La sélection de titres dans le secteur pharmaceutique a le plus contribué à la performance cette année et a permis de compenser une partie des difficultés rencontrées dans le secteur biotechnologique. Malgré la sous-performance par rapport à l'indice de référence, le fonds s'en sort plutôt mieux que la concurrence.

Quelles sont les grandes lignes de votre gestion pour les mois à venir ?
J.S. : nous croyons que c'est le bon moment pour allouer du capital à cette thématique. Ceci pour plusieurs raisons. Tout d'abord, le secteur de la santé présente des propriétés défensives en période de ralentissement. Ensuite, après 2 ans de sous-performance du marché au sens large, les valorisations des sociétés du secteur de la santé sont attrayantes, en particulier par rapport à celles du marché dans sa globalité. Enfin, les segments les plus innovants du secteur (biotechnologies à petite/moyenne capitalisation et dispositifs médicaux) présentent des valorisations encore plus intéressantes, créant une opportunité d'investissement à moyen et long terme.

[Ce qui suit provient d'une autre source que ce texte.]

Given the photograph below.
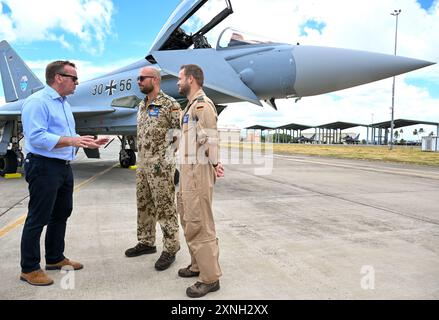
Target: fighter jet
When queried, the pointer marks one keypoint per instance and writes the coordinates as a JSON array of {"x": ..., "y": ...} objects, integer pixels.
[{"x": 240, "y": 67}]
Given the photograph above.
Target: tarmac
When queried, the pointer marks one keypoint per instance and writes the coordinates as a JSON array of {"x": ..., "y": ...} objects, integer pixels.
[{"x": 290, "y": 227}]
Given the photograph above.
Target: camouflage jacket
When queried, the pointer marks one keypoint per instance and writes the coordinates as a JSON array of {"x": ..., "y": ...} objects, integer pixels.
[{"x": 158, "y": 121}]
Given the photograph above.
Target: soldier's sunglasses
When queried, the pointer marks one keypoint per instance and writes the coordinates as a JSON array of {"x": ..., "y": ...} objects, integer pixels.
[
  {"x": 74, "y": 78},
  {"x": 141, "y": 78}
]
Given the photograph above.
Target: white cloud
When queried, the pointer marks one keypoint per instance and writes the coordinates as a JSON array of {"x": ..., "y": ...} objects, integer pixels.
[
  {"x": 359, "y": 25},
  {"x": 87, "y": 20}
]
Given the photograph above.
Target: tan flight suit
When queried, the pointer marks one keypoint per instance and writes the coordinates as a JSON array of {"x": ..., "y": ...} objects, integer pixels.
[
  {"x": 198, "y": 152},
  {"x": 157, "y": 122}
]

Rencontre avec Pamela Hegarty, gérant de BNP Paribas Disruptive Technology(1) spécialisé dans les entreprises internationales qui captent l'émergence de nouvelles technologies qui révolutionnent nos vies

Comment le fonds BNP Paribas Disruptive Technology s'est-il comporté depuis le début de l'année ?
P.H. : ces derniers mois, il a été difficile de gérer un fonds de croissance à long terme par rapport à un indice de référence diversifié, compte tenu des perspectives de hausse des taux d'intérêt et d'inflation, et de la rotation sectorielle que cela a pu provoquer en faveur des valeurs plus défensives et moins chèrement valorisées (consommation de base, services aux collectivités notamment). Par ailleurs, avec la guerre en Ukraine, l'appréciation violente du prix des matières premières, à commencer par celui de l'énergie, a joué négativement.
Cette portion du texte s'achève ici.